Although more than 60 galleries from as far away as Düsseldorf and Havana exhibit their wares here, the show has a decidedly local appeal, with exhibitions of images from Burning Man, a showing from 10 photographers who worked under legendary San Francisco Art Institute teacher Minor White, and lectures by some of the most successful artists working in the region today, including aerial landscaper David Maisel, muted colorist Alec Soth, and nature enthusiast Mark Citret.

Other highlights are Harold Chapman's Beats à Paris and Billboards, print collections that document the rough-and-tumble Parisian years of writers such as William Burroughs, Lawrence Ferlinghetti, and Allen Ginsberg, and a lecture by renowned lensman Joel-Peter Witkin, whose nightmarish tableaux of battered bodies are as hard to look away from as a car accident.

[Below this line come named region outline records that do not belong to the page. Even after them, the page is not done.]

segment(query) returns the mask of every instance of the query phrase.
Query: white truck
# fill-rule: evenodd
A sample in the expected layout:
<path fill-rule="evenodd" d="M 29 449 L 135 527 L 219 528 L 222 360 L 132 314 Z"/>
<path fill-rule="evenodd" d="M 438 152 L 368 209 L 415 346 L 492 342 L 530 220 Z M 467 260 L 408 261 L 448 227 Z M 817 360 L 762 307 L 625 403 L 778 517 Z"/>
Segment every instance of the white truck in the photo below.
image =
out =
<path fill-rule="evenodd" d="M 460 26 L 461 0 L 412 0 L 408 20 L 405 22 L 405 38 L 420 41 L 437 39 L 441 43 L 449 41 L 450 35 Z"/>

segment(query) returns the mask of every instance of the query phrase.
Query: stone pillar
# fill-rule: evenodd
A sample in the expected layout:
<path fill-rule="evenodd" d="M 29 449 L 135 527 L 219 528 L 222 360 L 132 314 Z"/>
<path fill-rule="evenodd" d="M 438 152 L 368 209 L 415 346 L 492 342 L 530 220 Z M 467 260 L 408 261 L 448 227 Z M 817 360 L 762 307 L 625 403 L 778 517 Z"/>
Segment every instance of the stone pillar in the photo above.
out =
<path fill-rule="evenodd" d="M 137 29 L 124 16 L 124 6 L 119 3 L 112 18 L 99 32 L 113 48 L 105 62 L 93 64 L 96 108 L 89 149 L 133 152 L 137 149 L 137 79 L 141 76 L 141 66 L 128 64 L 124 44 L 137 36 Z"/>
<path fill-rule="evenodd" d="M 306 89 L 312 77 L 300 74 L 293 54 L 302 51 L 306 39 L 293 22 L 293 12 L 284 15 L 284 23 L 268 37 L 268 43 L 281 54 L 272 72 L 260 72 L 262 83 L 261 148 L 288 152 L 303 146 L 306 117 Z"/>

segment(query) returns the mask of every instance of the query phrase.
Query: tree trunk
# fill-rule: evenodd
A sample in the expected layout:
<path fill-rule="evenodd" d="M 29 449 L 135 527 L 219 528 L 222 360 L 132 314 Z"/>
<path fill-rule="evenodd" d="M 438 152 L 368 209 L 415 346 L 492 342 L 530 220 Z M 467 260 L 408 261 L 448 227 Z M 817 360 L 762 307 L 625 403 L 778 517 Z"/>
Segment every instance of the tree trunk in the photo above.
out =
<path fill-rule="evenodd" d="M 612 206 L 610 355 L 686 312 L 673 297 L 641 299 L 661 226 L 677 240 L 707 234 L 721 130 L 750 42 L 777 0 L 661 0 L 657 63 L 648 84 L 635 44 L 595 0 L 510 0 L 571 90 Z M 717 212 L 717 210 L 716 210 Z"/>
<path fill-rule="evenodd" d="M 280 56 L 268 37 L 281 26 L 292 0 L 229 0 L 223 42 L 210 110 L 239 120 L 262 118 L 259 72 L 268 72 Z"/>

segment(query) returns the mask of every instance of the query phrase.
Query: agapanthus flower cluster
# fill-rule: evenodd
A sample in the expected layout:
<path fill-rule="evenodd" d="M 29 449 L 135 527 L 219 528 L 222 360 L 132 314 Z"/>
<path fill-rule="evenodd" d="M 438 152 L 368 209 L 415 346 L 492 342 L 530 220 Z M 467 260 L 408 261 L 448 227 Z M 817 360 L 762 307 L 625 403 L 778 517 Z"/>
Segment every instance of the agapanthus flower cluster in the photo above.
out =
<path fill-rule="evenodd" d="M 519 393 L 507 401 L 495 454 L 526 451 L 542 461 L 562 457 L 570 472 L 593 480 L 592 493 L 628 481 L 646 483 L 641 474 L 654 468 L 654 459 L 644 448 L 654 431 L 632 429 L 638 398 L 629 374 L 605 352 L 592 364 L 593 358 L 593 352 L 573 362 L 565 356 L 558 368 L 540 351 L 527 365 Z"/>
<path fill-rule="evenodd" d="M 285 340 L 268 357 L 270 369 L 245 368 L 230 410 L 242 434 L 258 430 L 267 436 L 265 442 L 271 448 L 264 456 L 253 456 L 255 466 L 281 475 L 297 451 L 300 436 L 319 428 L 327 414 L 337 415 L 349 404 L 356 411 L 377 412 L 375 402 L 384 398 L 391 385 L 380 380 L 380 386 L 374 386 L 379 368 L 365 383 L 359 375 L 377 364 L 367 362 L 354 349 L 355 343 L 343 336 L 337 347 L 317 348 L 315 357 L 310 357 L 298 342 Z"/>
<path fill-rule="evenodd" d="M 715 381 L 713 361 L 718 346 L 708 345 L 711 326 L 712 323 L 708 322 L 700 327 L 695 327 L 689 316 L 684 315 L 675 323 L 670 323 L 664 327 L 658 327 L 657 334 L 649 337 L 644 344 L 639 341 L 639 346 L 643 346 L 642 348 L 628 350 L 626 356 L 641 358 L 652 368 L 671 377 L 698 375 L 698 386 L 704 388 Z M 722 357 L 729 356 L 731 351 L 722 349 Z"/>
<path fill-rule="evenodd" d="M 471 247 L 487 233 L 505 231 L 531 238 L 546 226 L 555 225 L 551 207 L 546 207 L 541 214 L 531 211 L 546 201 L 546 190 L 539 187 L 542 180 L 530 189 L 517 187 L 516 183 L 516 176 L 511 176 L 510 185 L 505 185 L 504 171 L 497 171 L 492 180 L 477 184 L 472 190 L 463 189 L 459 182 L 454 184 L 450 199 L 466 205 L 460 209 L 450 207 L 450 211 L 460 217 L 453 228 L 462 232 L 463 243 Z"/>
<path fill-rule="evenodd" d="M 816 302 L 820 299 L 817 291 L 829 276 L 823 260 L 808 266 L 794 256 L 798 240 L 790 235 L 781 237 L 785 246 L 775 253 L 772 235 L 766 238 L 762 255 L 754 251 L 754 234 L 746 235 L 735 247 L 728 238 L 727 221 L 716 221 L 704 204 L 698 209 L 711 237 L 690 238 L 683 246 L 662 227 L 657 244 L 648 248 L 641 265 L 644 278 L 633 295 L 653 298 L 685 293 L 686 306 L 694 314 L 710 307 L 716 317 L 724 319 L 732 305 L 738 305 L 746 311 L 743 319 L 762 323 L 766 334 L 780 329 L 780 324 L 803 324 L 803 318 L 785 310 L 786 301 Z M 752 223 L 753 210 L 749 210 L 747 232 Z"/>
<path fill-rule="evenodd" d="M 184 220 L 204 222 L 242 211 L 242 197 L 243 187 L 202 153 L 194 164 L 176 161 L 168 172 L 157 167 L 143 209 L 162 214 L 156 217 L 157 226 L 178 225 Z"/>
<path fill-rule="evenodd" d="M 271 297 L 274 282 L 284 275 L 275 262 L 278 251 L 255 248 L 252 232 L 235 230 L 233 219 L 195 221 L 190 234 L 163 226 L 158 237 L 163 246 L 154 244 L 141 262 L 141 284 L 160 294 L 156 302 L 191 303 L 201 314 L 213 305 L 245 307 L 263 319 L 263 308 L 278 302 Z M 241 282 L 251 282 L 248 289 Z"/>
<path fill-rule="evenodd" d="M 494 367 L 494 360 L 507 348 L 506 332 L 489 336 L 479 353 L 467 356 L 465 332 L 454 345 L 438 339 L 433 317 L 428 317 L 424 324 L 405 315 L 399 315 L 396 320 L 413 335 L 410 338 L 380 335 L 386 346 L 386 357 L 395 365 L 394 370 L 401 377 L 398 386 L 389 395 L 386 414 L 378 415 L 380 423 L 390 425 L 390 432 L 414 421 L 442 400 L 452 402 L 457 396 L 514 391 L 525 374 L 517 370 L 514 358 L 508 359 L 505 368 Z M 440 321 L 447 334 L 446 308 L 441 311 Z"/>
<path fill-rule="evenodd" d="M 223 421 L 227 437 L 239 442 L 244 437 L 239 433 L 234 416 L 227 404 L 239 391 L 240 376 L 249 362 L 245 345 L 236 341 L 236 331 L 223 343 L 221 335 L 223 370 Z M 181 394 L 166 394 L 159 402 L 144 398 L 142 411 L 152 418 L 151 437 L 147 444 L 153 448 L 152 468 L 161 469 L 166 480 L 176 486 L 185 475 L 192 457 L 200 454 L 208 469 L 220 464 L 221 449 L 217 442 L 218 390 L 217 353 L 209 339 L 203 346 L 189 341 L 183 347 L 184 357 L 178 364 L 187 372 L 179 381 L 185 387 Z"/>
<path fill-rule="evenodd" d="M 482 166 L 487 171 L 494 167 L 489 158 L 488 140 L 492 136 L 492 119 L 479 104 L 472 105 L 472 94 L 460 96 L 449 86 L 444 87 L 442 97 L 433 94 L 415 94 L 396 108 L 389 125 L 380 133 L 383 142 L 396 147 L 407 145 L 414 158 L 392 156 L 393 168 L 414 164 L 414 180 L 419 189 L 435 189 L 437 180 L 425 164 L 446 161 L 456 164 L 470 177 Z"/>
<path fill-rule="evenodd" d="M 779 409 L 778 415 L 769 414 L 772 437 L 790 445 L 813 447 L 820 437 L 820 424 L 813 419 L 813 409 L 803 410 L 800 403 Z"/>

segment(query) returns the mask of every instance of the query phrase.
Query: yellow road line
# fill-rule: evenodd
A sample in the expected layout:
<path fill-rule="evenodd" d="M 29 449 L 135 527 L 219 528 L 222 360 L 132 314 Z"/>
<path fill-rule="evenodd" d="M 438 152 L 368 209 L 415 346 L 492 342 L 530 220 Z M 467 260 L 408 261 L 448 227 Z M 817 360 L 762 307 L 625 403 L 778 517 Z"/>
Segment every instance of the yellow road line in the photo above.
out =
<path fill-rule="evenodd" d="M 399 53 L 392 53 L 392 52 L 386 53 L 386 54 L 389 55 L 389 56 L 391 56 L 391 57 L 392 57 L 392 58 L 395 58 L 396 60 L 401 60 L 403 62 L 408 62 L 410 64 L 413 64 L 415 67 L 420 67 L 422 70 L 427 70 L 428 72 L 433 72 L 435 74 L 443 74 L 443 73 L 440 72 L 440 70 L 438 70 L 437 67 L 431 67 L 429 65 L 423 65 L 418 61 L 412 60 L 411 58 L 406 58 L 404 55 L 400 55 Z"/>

Visitors can also browse prints by the likes of Diane Arbus, Walker Evans, Man Ray, and a staggering list of other names that could have come right out of a photography textbook. And if you happen to win the lottery, there are pricey but momentous seminars on collecting as well as an opening night reception benefiting the Fort Mason Center Historic Preservation Fund.

Of course, you don't have to take any of the photos home to enjoy them. You only have to open your eyes -- and your mind. "Such a state of mind is not unlike a sheet of film itself," Minor White once said, "seemingly inert, yet so sensitive that a fraction of a second's exposure conceives a life in it." We get the picture.